Timeline Pulse treats its material as cultural, symbolic, experiential, and speculative storytelling. It does not claim that CERN, the LHC, particle physics, timelines, or Mandela Effects prove supernatural or physical timeline manipulation.
timeline-pulse on npm — no keys, no backend, read-only{
"mcpServers": {
"timeline-pulse": {
"command": "npx",
"args": ["-y", "timeline-pulse"]
}
}
}
The seed corpus ships inside the package: 20 reports, 17 motifs (24 co-occurrence edges), 6 Mandela catalog items, 8 story threads, 9 timeline events with 5 officially-sourced CERN anchors.
| Tool | Purpose |
|---|---|
timeline_agent_manifest | The rules of the corpus: safe language, citation policy, first calls. Call this first. |
timeline_search_reports | Search reports by text, motif, phenomenon, source type, date, stance, or evidence grade.
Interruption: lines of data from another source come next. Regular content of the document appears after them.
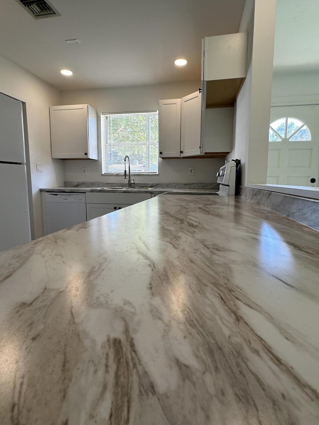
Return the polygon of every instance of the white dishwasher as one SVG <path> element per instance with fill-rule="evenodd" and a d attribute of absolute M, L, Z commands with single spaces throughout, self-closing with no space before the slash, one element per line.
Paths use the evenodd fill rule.
<path fill-rule="evenodd" d="M 47 192 L 46 234 L 86 221 L 85 193 Z"/>

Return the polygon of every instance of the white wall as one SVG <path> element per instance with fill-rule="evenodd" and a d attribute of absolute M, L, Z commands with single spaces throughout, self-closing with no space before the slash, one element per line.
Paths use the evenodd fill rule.
<path fill-rule="evenodd" d="M 251 55 L 249 50 L 247 76 L 235 105 L 233 150 L 228 156 L 242 161 L 242 184 L 266 181 L 275 16 L 276 0 L 255 0 L 254 4 L 246 0 L 240 30 L 249 30 Z"/>
<path fill-rule="evenodd" d="M 88 104 L 102 112 L 134 112 L 154 111 L 159 109 L 159 100 L 182 97 L 198 90 L 199 81 L 167 83 L 150 86 L 65 91 L 61 93 L 61 104 Z M 100 131 L 99 130 L 99 134 Z M 101 146 L 99 160 L 65 161 L 66 181 L 123 182 L 122 176 L 102 175 Z M 159 160 L 157 176 L 137 176 L 137 182 L 203 183 L 215 182 L 216 174 L 224 163 L 220 159 L 170 159 Z M 188 167 L 195 167 L 195 175 L 187 175 Z M 86 176 L 81 174 L 86 167 Z"/>
<path fill-rule="evenodd" d="M 51 158 L 49 117 L 49 106 L 59 103 L 60 93 L 1 56 L 0 76 L 0 92 L 26 105 L 34 236 L 38 238 L 43 235 L 38 189 L 64 182 L 63 161 Z M 36 162 L 42 164 L 42 172 L 36 172 Z"/>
Paginated. |
timeline_get_report | One full report with labeled claims, anchors, related reports, safety flags, and recommended phrasing. |
timeline_mandela_catalog | Mandela Effect items: remembered vs on-record variants, community and mainstream notes side by side. |
timeline_motif_map | Recurring symbols and their co-occurrence graph — the constellation, as JSON. |
timeline_story_threads | Curated arcs written three ways: belief, neutral archive, skeptical. |
timeline_events | Official science milestones and community waves on one axis, never blended. |
timeline_compare_sources | Belief / neutral / skeptical framings for one topic, plus officially-sourced shared facts. |
timeline_deepen_story | Research prompts and follow-up angles — never fabricated sources. |
timeline_stats | Corpus totals by phenomenon, motif, source type, year, grade — and what still needs sources. |
Every tool is read-only (readOnlyHint: true), local-first, and returns
structured JSON with uncertainty made visible.
https://timeline-pulse.vercel.app is the same corpus as a public instrument:
llms.txt, and the language rules.Plus one honest easter egg: press M and the site quietly Mandela-affects
itself. See if you notice everything that changed.
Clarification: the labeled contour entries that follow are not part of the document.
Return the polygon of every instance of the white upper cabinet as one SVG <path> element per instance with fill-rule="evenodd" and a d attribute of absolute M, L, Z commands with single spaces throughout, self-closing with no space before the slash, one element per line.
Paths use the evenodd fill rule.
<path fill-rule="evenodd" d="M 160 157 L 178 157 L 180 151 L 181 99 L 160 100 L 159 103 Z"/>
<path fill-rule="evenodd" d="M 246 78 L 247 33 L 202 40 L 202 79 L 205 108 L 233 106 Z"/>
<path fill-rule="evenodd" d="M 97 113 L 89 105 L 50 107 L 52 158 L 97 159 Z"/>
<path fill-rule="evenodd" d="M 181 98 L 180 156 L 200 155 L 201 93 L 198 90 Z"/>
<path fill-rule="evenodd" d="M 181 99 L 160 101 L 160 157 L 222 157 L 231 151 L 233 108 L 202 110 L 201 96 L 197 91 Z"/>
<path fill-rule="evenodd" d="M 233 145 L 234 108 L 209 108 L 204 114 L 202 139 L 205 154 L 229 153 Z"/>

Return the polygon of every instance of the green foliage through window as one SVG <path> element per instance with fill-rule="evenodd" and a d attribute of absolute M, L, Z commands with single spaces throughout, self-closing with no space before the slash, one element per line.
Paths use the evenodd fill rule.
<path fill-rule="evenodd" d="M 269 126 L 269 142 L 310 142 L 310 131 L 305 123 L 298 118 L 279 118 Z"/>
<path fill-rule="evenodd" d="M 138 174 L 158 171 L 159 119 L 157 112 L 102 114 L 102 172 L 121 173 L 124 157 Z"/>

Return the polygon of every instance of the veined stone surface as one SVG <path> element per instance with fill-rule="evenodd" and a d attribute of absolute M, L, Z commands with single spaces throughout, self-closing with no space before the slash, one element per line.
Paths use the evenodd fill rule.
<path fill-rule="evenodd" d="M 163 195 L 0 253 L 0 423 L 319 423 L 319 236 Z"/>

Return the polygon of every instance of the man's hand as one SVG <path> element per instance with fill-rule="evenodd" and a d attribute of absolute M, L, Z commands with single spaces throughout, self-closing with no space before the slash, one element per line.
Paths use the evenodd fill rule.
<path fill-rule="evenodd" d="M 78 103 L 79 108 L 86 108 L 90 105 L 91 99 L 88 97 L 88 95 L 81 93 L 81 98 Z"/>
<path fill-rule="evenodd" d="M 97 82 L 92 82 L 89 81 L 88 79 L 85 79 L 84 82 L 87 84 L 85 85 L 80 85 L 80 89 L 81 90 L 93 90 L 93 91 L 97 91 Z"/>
/reports.json · /mandela-items.json · /motifs.json · /events.json ·
/story-threads.json · /sources.json · /llms.txt · /openapi.json
The site serves the exact JSON files the npm package ships — one corpus, three doors (site, MCP, raw JSON).
| Grade | Meaning |
|---|---|
official | Published by the institution itself — always linked |
firsthand | A person reporting their own experience |
reported | Shared accounts: forums, polls, threads |
interpretive | Community meaning-making on top of events |
symbolic | Allegory and teaching language, filed as such |
speculative | Unverified conjecture, clearly flagged |
npm install
npm test # policy guard + build + corpus validation + site-sync check + MCP smoke test
npm run build # compile the server to dist/
npm run sync-site # copy data/ JSON into site/ after editing the corpus
npx serve site # run the site locally
The repo enforces its own content policy in CI: official claims must carry
official URLs, speculative claims must carry safety flags, and one symbolic
source family is never named — checked by hash, so the name appears nowhere,
including in the check itself (scripts/check-policy.mjs).
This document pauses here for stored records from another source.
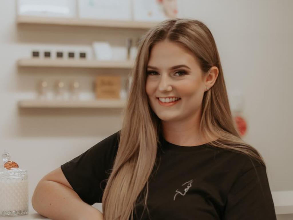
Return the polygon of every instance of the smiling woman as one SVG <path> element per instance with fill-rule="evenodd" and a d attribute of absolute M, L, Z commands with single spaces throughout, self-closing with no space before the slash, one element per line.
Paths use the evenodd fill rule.
<path fill-rule="evenodd" d="M 275 220 L 265 163 L 237 131 L 208 28 L 159 24 L 132 74 L 122 129 L 61 165 L 62 182 L 101 202 L 105 220 Z"/>

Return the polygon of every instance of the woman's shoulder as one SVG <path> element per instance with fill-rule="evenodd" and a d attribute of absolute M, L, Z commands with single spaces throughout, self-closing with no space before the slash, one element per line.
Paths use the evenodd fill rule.
<path fill-rule="evenodd" d="M 259 158 L 253 156 L 252 151 L 246 153 L 236 150 L 217 148 L 215 150 L 220 159 L 228 167 L 238 169 L 240 173 L 244 173 L 258 167 L 265 166 Z"/>

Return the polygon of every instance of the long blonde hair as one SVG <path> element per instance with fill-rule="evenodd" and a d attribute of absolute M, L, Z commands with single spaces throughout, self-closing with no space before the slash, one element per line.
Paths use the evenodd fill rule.
<path fill-rule="evenodd" d="M 146 187 L 156 161 L 160 119 L 149 104 L 146 92 L 146 66 L 152 47 L 165 40 L 180 44 L 193 53 L 204 73 L 211 67 L 219 70 L 213 86 L 202 99 L 200 129 L 208 138 L 219 137 L 211 145 L 235 151 L 265 166 L 258 152 L 241 139 L 232 119 L 223 70 L 213 37 L 202 22 L 191 19 L 165 20 L 149 30 L 138 48 L 125 108 L 120 131 L 119 148 L 102 200 L 105 220 L 133 219 L 136 201 Z"/>

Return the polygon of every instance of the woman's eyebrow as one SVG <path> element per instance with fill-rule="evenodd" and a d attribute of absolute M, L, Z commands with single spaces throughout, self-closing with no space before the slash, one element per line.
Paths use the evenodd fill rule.
<path fill-rule="evenodd" d="M 189 69 L 190 70 L 191 69 L 188 66 L 185 65 L 178 65 L 177 66 L 174 66 L 172 67 L 170 67 L 169 68 L 169 70 L 174 70 L 175 69 L 177 69 L 177 68 L 179 68 L 180 67 L 185 67 L 188 69 Z M 150 69 L 152 69 L 153 70 L 159 70 L 159 68 L 158 68 L 155 67 L 152 67 L 151 66 L 148 66 L 147 67 L 147 68 L 149 68 Z"/>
Reports, corrections, and motifs are welcome — see
CONTRIBUTING.md and the issue templates. The fastest way to
help: find official sources for anything flagged ⚑ needs source.
Code is MIT. Data: original summaries and metadata authored by the project; official facts link to their institutional sources; excerpts stay short and attributed. Details in docs/SOURCE_POLICY.md.